I can’t tell you that watching my friend die week by week has made me more aware of how lucky we all are to be alive. I’ve had my fair share of close calls, of fire and car crashes and cancer and earthquake, and I’m not one to take the day for granted. But I think more about how a fair percentage of the world’s population wouldn’t consider themselves lucky to be alive. Starvation and illness and lack of clean water and tyranny and abuse and slavery and rape…we all live. And we all die. And none of death is fair or fun, and none of it’s predictable. The fact that my friend is dying way too young is also a part of life. And often, it feels as though none of life itself is directable. There’s a fundamental lack of control to being human that belies most of what we tell ourselves about choice and free will and possibility.
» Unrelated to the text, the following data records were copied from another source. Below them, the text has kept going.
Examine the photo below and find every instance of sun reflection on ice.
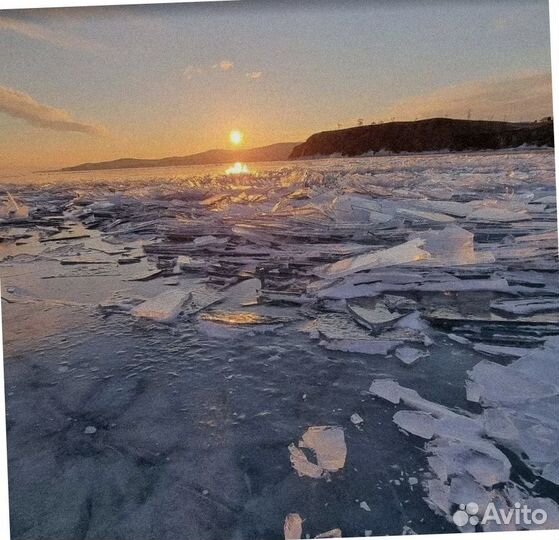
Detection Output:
[225,162,250,174]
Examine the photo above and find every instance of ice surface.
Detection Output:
[289,426,347,478]
[283,514,303,540]
[130,289,191,322]
[0,151,559,540]
[394,346,427,366]
[313,239,429,278]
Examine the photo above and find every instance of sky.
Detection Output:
[0,0,552,169]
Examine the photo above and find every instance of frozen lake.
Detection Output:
[0,151,559,540]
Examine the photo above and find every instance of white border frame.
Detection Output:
[0,0,559,540]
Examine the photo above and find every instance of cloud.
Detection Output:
[183,65,204,81]
[212,60,235,71]
[0,86,108,137]
[0,16,105,51]
[383,73,552,121]
[246,71,262,81]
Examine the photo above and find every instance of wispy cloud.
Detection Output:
[384,73,552,120]
[0,16,105,51]
[183,65,204,81]
[212,60,235,71]
[246,71,262,81]
[0,86,108,137]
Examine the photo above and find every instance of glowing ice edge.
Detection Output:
[0,0,559,540]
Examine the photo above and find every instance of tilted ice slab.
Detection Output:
[370,338,559,531]
[301,313,404,355]
[412,225,495,267]
[289,426,347,478]
[313,239,430,278]
[130,289,191,322]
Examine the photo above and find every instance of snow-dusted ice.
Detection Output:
[0,150,559,540]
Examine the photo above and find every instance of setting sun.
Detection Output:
[229,129,244,146]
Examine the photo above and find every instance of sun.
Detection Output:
[229,129,244,146]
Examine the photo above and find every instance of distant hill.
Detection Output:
[60,143,300,171]
[290,118,554,159]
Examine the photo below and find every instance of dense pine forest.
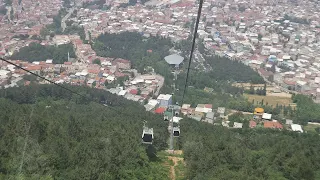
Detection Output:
[0,85,320,180]
[0,85,168,180]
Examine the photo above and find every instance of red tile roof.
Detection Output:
[249,121,257,128]
[263,121,283,129]
[204,104,212,108]
[154,107,166,114]
[129,89,138,95]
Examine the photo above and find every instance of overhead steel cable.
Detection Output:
[0,57,87,98]
[181,0,203,105]
[0,57,150,120]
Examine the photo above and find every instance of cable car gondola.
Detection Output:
[173,127,180,137]
[141,126,153,144]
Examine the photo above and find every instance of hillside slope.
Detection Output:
[0,85,168,180]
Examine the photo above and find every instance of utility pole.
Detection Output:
[169,105,174,151]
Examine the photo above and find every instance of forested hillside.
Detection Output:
[180,120,320,180]
[0,85,320,180]
[10,43,76,64]
[0,85,168,180]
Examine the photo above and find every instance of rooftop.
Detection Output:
[164,54,184,65]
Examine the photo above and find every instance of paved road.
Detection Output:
[61,8,74,32]
[154,75,164,96]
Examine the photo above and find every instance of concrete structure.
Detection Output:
[157,94,172,107]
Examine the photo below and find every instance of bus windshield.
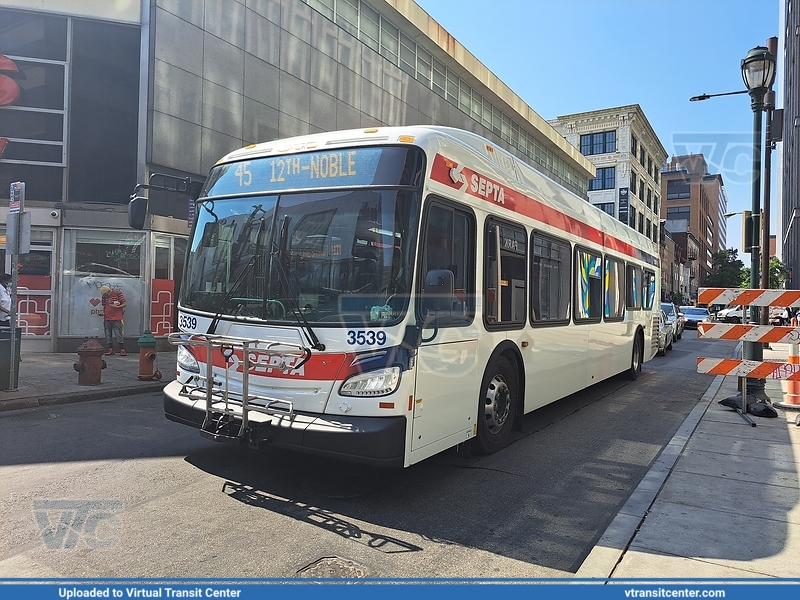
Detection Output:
[180,189,419,326]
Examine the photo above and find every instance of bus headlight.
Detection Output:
[339,367,400,396]
[178,346,200,373]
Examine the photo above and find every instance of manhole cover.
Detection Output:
[297,556,369,579]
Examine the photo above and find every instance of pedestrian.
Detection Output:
[100,285,128,356]
[0,273,11,327]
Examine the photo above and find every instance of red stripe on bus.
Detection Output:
[431,153,657,261]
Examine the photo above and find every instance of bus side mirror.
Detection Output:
[422,269,454,313]
[200,221,219,248]
[128,196,147,230]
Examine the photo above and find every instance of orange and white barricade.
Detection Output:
[697,288,800,409]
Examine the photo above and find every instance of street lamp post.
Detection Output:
[689,46,775,401]
[742,46,775,398]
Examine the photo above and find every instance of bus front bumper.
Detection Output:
[164,381,406,468]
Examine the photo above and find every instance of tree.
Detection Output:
[704,248,750,288]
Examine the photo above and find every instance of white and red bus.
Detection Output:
[155,126,660,467]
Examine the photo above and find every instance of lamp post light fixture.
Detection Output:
[741,46,775,399]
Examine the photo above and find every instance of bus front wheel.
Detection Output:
[477,357,519,454]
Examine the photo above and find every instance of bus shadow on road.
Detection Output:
[216,481,422,554]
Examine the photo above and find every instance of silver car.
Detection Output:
[661,302,683,340]
[658,310,675,356]
[681,306,711,329]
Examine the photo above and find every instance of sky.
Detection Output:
[415,0,783,265]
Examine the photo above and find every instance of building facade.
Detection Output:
[550,104,667,244]
[0,0,595,351]
[661,154,728,286]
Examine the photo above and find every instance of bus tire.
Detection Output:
[476,356,519,454]
[625,332,644,381]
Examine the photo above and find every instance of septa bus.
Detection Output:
[130,126,660,467]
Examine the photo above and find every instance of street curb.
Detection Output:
[573,375,725,580]
[0,381,169,412]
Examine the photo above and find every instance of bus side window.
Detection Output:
[484,219,528,327]
[625,265,642,309]
[603,257,625,321]
[531,232,572,323]
[575,249,603,321]
[419,202,476,326]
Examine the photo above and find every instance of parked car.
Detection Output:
[680,306,711,329]
[661,302,683,340]
[769,306,792,325]
[658,310,674,356]
[716,304,750,323]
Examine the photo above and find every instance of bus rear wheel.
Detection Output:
[626,333,644,379]
[476,357,519,454]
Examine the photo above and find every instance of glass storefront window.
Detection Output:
[59,229,146,338]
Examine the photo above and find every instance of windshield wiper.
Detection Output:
[272,216,325,352]
[206,214,265,334]
[206,254,256,333]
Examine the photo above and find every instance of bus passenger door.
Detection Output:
[411,200,480,454]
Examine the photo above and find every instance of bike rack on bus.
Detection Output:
[167,332,311,445]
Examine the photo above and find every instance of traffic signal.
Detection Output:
[742,210,761,252]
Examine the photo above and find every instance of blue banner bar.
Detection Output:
[0,579,800,600]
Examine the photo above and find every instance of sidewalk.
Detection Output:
[575,344,800,580]
[0,351,175,411]
[0,344,800,580]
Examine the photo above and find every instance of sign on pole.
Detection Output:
[6,181,26,390]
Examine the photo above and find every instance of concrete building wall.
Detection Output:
[146,0,594,196]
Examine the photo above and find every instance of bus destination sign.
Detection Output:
[205,148,394,196]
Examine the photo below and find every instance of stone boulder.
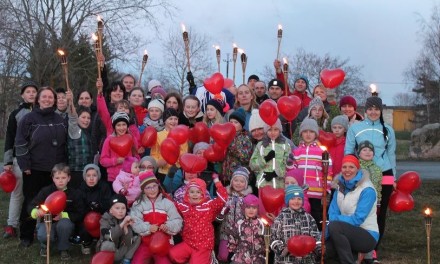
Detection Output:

But then there’s love. And there’s a thoughtful couple facing death together. An open, honest, loving family that does their best and makes it work and grieves together and hopes together and plans together and fights together and mourns alone and together and alone again. There is grace in watching a woman love her partner fiercely and love their kids fiercely and stumble and get up and get more fierce…and do it all day every single day for YEARS.
How we die is a microcosm of how we live. And those who panic and claw the walls of their death-bed die in fear. And those who dream of all the wonderful moments of their lives, hallucinate huge family gatherings where those linked by affection for each other cuddle babies and encourage children and jovially engage each other? They die bathed in the disintegrating brain that is full of good memories and love and joy. When all that crumbles into their body, really, it’s rather sweet to watch. Dreamy sleep eating, incoherent laughing, planning joyful events with beloved touchstones.
Which way will we go? Will our dreams at death’s threshold be painted with the vivid memories of happy, communal gatherings with good food and joyful moments? Or will our death be a nightmare of fear and regret and longing?
Death is interesting to watch. Why does our culture teach us not to dare?